ベールを脱いだ救世主が、立ち上がった。巨人テイラー・ヤングマン投手(28)が中日打線を8回3安打無失点に封じ、初勝利をマークした。来日初登板初勝利は球団では14年セドン以来。「緊張よりも興奮が上回った。味方の援護や守備に助けられて勝つことができた」とクールに喜んだ。

 198センチの長身と、踏み出す左足を三塁側へクロスする独特の投法で惑わせた。最速147キロの直球と斜めに割れるカーブを軸に、左打者の内角へ食い込むカット気味の速球も有効活用。「低めに球を集めゴロを打たせる、自分のスタイルで投げられた」と13個のゴロアウトに納得顔だった。

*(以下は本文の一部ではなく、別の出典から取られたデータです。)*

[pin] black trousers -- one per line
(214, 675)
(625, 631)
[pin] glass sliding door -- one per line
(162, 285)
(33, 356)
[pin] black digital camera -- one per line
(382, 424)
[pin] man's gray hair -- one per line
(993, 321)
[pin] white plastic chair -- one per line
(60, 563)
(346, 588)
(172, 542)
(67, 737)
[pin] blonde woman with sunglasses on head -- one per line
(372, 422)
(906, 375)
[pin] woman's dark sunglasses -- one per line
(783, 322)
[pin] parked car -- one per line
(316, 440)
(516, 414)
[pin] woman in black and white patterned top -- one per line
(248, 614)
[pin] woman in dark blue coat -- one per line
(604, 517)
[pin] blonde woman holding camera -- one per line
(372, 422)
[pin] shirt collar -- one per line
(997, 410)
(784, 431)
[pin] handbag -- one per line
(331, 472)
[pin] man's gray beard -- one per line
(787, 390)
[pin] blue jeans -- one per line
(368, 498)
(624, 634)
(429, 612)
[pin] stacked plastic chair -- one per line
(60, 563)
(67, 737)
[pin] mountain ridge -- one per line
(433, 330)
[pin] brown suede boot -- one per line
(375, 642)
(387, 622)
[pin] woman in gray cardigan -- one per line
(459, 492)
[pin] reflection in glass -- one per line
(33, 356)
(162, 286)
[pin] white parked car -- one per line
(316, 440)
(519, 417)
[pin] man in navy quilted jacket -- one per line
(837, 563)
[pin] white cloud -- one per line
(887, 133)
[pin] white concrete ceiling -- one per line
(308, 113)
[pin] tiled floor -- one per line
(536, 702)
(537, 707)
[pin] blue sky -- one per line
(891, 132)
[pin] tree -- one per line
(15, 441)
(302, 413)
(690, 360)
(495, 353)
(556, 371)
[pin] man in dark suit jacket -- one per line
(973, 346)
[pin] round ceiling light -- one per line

 趣味は読書と旅行。「小さい時から疑問に思ったことはすぐに先生に聞くタイプ」と自己分析する。ファーム休養日の月曜には気になる名所に足を運ぶ。ある時は、昨年結婚したブリタニー夫人(26)と日曜の練習後に奈良へ移動。翌日、奈良公園で鹿とたわむれ、大阪城、ユニバーサル・スタジオ・ジャパンまで観光し帰京する弾丸ツアーを敢行した。「新婚旅行は地中海の無名な島。北海道、広島、石垣島にも行きたいんだ」。あふれる好奇心は野球に通じ、2軍暮らし中も選手、コーチに質問攻め。日本野球への理解を深め、結果に結びつけた。

 イースタン・リーグで12試合に登板し7勝。不調のカミネロ、ゲレーロが2軍調整中で回ってきたチャンスをつかんだ。ヒーローインタビューで「Goジャイアンツ!」と照れながら叫んだ。チームも立ち上がらせる。【桑原幹久】

 ▼来日初登板のヤングマンが8回を0点に抑え勝利投手。巨人で外国人投手の来日初登板初勝利は14年4月9日セドン以来7人目になる。8回で降板し、15年ジョンソン(広島)以来4人目の来日初登板完封勝利は逃したものの、来日初登板が「失点0の勝利投手」は巨人史上初めてだった。